In prison since 2006, Abramoff received a $520,189 refund from the Internal Revenue Service on May 4. Once the Justice Department was notified of the refund, it asked a federal judge yesterday to stop Abramoff from spending the money and account for the money he has already spent.
Under the restitution order by U.S. District Judge Ellen S. Huvelle, Abramoff and his former associate Michael Scanlon still owe more than $23 million to the Indian tribes. While he’s not expected to make payments while in prison, “Abramoff was required by statute to apply the value of that refund to his restitution obligation, notwithstanding that the money was received while he was in prison and before the payment schedule had taken effect,” the Justice Department filing said.

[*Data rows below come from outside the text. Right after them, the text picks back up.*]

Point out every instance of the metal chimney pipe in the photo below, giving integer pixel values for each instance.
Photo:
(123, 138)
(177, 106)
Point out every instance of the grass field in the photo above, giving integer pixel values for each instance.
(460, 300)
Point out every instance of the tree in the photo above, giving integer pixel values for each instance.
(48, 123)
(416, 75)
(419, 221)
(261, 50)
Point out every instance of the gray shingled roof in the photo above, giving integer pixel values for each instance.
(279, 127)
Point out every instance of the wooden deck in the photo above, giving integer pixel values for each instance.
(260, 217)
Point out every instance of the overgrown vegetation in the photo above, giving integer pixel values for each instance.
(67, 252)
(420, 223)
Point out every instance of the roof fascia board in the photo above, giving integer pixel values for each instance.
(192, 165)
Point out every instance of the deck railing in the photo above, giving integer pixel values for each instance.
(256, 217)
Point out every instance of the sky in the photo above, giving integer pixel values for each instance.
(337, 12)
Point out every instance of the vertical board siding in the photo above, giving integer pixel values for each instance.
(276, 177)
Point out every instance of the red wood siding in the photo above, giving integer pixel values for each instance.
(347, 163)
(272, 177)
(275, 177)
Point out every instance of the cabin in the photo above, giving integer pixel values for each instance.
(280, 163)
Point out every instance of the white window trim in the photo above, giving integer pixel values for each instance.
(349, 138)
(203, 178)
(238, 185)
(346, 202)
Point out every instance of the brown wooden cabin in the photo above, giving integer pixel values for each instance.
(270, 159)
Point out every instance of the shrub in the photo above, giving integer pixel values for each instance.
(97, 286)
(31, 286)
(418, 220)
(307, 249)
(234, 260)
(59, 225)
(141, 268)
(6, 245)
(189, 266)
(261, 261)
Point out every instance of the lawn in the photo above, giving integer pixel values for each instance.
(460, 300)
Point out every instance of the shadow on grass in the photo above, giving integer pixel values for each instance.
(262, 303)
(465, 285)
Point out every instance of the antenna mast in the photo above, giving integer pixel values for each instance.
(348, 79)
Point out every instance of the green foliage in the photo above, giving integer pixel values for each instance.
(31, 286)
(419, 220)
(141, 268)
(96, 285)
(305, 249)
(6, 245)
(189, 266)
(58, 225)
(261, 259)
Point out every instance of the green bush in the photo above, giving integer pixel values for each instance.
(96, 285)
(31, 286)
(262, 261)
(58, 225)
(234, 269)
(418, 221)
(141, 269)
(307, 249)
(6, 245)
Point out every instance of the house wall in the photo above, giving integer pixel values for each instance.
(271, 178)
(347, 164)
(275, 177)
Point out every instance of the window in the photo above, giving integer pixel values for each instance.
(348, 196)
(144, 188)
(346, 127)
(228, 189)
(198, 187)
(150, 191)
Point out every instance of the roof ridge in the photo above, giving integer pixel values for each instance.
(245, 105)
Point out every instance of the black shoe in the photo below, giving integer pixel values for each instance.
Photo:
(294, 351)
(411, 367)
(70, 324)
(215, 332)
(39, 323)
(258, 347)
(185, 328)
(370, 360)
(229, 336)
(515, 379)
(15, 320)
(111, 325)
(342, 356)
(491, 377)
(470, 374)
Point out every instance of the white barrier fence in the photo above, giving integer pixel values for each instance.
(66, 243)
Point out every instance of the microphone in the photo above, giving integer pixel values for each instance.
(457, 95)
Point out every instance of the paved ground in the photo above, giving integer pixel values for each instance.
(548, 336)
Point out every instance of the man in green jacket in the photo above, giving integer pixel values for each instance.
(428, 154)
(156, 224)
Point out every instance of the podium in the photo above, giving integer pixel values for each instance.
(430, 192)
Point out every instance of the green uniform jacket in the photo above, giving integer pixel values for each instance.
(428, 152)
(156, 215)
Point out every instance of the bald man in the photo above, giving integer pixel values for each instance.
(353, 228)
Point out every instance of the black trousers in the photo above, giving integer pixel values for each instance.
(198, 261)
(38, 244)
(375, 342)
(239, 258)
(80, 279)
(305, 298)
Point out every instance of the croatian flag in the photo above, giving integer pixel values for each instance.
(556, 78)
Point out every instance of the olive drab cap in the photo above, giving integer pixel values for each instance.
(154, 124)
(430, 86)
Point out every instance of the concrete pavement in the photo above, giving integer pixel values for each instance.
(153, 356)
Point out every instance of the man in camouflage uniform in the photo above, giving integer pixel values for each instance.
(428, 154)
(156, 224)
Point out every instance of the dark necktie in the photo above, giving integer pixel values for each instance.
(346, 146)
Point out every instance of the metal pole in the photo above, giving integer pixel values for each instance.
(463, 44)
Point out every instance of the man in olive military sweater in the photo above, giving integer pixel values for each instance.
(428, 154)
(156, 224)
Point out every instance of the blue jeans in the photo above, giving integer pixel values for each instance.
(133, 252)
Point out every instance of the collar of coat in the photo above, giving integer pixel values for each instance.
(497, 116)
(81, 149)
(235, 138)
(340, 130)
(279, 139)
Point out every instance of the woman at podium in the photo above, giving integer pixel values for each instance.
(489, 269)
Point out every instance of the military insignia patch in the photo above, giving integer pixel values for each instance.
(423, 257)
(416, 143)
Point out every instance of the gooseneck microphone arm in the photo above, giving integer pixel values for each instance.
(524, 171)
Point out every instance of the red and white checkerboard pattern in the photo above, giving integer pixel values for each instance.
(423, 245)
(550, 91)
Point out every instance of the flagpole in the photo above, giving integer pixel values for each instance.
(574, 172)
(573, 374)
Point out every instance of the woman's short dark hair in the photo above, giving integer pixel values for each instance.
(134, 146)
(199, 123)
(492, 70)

But more than half the money is already gone, according to the article:
Among those paid out of the tax refund were Abramoff’s lawyers, including Lowell’s firm McDermott, Will & Emery LLP , which received $75,000. Another firm, Zuckerman Spaeder LLP, received $25,000 from the tax refund, the government said in its filing tonight.
Others paid were: $104,000 to Abramoff’s accountants, Mendelson & Mendelson; $87,500 to repay loans from Abramoff’s father; $50,000 to pay back state taxes in Maryland; $47,000 toward a Bank of America credit card balance; $22,000 for property taxes; $5,000 to repay a personal loan; $5,000 toward tuition expenses at Hebrew Academy; and $1,500 to repay a loan from the Franco Foundation.
The government pointedly noted a large portion of the refund “was spent before informing the government of its receipt.”